Doch die Bibel lehrt das nicht. Sie zeigt, daß der Apostel Petrus und auch andere Apostel Christi verheiratet waren. Am 5. Oktober, einen Tag nachdem der Papst den Zölibat bestätigt hatte, schrieb der Katholik Gary Wills in seiner Rubrik in der Chicago Sun-Times über dieses Thema. Dabei zitierte er Markus 1:29-31 und 1. Korinther 9:5, warf dann die Frage auf: „Warum hat die Kirche die Tatsache, daß Petrus verheiratet war, verschleiert?“ und setzte hinzu:
„Die Antwort lautet natürlich: Die unverheirateten römischen Priester übersahen geflissentlich, daß die Bibel sagt, der Apostel Petrus sei verheiratet gewesen. Nach ihrer Meinung oder Behauptung ist nur ein Eheloser des Priesteramtes würdig — danach wäre Petrus dafür unwürdig gewesen. Die apostolische Norm wird abgelehnt ...

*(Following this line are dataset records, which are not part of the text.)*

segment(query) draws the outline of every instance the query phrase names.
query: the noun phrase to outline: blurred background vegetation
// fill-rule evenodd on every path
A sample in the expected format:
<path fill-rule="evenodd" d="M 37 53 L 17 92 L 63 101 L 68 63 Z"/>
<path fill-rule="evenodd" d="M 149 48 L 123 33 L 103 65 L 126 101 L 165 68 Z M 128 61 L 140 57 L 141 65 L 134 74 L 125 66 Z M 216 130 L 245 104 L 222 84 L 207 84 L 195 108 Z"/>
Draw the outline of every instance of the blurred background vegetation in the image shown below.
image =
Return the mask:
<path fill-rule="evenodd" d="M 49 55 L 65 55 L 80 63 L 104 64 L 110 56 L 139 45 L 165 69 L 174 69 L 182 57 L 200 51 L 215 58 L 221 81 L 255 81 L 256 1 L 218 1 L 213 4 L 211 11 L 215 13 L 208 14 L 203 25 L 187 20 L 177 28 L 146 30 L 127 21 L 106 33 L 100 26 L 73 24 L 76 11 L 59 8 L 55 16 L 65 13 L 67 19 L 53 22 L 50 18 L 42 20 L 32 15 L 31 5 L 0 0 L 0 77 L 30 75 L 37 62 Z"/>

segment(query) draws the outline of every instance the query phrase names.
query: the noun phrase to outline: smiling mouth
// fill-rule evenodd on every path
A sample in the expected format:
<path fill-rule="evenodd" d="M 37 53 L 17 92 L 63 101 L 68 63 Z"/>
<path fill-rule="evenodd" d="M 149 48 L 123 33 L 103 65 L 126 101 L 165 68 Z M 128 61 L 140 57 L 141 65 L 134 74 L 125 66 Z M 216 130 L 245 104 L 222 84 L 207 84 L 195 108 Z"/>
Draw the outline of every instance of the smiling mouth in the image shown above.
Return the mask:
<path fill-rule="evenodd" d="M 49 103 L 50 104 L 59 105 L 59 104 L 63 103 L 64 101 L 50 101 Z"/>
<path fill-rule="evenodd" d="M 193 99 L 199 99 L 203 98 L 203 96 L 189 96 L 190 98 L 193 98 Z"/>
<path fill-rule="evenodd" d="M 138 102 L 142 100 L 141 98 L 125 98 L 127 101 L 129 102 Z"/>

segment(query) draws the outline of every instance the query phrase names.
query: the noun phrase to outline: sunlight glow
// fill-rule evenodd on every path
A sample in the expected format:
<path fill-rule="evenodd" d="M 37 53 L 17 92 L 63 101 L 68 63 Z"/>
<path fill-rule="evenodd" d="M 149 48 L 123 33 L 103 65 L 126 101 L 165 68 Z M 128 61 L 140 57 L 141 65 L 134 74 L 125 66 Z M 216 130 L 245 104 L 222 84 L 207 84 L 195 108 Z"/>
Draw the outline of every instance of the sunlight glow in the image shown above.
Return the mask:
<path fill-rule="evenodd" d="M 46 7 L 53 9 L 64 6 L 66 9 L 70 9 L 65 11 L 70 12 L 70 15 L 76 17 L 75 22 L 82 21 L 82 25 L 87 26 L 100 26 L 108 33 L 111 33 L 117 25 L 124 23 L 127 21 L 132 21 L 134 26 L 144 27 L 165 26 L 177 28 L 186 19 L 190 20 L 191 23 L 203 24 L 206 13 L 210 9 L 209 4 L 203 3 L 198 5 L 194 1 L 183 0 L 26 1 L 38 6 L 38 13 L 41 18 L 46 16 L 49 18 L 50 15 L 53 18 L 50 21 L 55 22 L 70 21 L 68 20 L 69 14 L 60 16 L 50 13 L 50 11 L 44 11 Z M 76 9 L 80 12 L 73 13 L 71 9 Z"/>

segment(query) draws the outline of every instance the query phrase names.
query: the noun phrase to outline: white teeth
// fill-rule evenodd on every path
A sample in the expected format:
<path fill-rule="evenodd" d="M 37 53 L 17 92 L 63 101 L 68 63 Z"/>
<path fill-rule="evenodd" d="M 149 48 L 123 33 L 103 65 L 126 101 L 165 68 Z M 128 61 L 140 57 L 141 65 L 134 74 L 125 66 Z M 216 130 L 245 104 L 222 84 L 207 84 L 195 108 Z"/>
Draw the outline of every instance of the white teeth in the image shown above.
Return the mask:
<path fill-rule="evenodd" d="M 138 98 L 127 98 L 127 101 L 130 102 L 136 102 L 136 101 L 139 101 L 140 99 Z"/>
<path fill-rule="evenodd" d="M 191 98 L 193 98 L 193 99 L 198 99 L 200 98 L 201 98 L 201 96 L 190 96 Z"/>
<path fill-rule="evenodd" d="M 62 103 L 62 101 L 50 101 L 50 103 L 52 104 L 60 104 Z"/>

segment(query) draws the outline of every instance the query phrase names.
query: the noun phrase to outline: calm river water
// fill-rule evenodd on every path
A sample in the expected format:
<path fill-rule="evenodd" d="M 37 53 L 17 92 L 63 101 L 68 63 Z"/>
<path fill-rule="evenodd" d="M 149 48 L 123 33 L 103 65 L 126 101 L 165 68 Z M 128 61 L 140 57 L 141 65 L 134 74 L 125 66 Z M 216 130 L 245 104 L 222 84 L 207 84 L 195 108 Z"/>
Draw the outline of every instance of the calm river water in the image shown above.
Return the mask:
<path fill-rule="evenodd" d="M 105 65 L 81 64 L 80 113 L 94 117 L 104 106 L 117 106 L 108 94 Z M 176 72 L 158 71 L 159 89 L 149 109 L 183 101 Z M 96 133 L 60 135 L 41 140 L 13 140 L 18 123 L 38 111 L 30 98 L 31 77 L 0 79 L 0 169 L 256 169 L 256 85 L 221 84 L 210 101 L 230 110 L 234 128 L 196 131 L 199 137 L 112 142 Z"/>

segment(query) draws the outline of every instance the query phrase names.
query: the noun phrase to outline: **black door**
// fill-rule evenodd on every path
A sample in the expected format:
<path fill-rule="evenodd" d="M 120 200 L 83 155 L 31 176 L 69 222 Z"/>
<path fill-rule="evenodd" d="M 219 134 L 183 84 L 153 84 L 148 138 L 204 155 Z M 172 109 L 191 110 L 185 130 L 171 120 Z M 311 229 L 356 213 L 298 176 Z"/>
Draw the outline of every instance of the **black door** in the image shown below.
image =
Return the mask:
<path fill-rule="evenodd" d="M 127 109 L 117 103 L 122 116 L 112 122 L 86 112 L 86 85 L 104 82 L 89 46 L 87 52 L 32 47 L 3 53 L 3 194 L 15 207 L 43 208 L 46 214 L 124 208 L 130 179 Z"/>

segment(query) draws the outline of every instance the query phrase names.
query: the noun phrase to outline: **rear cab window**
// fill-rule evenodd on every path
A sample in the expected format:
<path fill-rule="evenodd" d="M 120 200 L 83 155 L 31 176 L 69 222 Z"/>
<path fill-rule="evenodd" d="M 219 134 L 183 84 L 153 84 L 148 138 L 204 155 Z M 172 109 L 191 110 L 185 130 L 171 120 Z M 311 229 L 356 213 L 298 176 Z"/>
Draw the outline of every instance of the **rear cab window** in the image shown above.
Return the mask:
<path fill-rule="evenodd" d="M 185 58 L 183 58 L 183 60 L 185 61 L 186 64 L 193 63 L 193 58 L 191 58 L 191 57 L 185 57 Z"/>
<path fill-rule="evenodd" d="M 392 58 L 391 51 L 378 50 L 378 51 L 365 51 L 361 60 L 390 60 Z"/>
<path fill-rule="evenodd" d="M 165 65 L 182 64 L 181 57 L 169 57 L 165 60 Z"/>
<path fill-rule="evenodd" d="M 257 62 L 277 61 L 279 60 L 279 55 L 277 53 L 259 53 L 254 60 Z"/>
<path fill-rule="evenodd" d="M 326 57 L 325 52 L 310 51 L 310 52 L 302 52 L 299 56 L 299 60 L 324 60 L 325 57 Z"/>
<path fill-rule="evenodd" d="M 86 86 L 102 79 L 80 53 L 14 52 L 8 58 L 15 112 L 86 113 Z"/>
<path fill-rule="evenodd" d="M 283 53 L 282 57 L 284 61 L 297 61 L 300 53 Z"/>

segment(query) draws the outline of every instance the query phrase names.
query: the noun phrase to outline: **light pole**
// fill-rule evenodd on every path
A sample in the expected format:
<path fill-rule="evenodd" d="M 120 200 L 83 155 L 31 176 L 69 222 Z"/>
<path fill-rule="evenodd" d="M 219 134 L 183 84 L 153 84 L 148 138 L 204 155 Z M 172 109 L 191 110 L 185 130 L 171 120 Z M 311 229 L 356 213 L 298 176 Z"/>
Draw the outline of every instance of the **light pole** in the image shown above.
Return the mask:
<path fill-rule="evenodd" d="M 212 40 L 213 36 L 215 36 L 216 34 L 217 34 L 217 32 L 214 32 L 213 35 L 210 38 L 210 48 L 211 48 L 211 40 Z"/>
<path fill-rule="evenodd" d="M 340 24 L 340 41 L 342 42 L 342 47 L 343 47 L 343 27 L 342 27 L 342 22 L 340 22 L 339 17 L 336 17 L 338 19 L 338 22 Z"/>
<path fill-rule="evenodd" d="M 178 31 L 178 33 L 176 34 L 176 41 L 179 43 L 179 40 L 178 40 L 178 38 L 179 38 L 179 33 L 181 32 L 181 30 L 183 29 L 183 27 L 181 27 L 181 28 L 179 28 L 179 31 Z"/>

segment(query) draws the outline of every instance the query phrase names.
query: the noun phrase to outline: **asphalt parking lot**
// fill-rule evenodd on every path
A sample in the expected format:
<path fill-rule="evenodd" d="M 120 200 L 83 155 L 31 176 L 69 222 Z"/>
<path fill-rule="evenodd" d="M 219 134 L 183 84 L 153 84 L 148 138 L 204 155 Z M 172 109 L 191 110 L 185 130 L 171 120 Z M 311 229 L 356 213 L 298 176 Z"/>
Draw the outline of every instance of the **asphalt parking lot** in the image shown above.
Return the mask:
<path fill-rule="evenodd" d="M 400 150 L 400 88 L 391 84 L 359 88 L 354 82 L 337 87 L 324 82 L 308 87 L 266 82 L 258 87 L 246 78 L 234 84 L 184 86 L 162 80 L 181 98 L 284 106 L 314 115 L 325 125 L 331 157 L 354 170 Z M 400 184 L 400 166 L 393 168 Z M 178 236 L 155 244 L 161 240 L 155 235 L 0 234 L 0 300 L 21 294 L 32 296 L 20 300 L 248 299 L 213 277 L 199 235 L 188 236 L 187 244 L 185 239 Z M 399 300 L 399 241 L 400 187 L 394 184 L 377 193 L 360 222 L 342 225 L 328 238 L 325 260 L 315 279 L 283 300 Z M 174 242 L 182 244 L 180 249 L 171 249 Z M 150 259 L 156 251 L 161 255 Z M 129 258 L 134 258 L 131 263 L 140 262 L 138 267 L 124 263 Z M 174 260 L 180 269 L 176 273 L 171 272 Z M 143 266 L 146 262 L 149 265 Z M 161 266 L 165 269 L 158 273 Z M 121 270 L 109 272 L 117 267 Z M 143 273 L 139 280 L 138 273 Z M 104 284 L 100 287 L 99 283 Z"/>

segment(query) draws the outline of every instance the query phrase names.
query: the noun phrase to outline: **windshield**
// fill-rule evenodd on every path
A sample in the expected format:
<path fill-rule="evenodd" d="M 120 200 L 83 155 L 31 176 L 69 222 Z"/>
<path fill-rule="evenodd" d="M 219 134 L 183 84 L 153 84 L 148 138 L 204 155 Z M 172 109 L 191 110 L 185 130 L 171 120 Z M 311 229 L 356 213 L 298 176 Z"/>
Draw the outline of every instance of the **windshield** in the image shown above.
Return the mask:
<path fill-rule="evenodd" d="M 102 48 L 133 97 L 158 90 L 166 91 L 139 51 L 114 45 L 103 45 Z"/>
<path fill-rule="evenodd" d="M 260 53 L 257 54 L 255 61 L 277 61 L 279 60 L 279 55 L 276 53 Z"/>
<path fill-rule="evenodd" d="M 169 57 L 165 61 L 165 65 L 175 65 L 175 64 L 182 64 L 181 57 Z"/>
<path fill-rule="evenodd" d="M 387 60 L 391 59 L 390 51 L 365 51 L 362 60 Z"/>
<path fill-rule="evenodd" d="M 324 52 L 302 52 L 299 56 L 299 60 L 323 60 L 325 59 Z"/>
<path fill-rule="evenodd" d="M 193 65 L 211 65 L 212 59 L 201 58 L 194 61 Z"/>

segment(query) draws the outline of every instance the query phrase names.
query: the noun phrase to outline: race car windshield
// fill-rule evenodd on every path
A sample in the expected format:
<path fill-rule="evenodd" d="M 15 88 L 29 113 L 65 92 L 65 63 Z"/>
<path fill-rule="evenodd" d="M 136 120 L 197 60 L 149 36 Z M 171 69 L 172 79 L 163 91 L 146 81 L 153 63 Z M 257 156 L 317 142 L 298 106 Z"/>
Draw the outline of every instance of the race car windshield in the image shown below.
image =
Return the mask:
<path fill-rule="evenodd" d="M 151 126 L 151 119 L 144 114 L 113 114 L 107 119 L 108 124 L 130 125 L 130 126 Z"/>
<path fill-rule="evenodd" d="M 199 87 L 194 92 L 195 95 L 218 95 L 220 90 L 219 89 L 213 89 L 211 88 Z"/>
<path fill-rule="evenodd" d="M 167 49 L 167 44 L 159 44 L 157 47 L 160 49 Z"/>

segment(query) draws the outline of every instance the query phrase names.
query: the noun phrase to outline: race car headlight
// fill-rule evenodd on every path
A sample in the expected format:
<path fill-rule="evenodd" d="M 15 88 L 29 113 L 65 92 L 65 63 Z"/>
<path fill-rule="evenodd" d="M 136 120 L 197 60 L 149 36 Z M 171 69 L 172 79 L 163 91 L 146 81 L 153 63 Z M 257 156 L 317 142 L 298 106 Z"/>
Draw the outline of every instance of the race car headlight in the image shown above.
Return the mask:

Ich finde es merkwürdig, daß Papst Johannes Paul, der als Nachfolger Petri unterwegs ist, in Amerika auf die Wichtigkeit hinweist, daß die Priester unverheiratet bleiben, während Rom immer wieder darauf hinweist, daß der heilige Petrus unter den Aposteln der Erste war, obschon er das Apostelamt als Verheirateter ausübte.“
Viele Priester und Ordensleute sind ausgeschieden, weil sie der Meinung waren, man zwinge sie ungerechterweise, ein von Menschen geschaffenes Gesetz zu halten. Einige haben der katholischen Kirche sogar den Rücken gekehrt; zweifellos auch aus dem Grund, weil sie in der Bibel die warnenden Worte lasen: „Der Geist sagt es deutlich, daß in den späteren Zeiten einige vom Glauben abfallen und Geistern der Verführung und Teufelslehre Gehör schenken werden ... Sie verbieten die Ehe“ (1. Tim. 4:1-3, Kepplerbibel).
Einigung oder Spaltung?
Natürlich beabsichtigte der Papst durch seine Besuche, die Kirche zu heilen und zu einigen. Aber anscheinend ist das Gegenteil geschehen. „Wir hatten eben angefangen, miteinander zu reden, und die Wunden der 1960er Jahre hatten zu heilen begonnen“, sagte Monsignore John E. Egan von Notre-Dame. „Wir hatten wieder angefangen, uns die Auffassung anderer anzuhören. Jetzt sind die Wunden erneut aufgebrochen. In bezug auf die Bewunderung des Papstes sind wir alle geeint, in bezug auf die Streitfragen der Kirche sind wir jedoch gespaltener denn je.“
Aber nicht nur der Standpunkt des Papstes in bezug auf religiöse Lehren ruft Spaltungen und Unruhe hervor, sondern es gibt auch noch andere Ursachen. Ein Beispiel ist die Behandlung eines Skandals, in dessen Mittelpunkt sein Freund, der polnische Priester Michael M. Zembrzuski, stand. Einen Bericht darüber brachte die Zeitung National Catholic Reporter in ihrer Ausgabe vom 21. September 1979. Zembrzuski, das Oberhaupt der katholischen Ordensgemeinschaft der Pauliner in den Vereinigten Staaten, verschwendete angeblich Millionen Dollar, die für wohltätige Zwecke gespendet worden waren.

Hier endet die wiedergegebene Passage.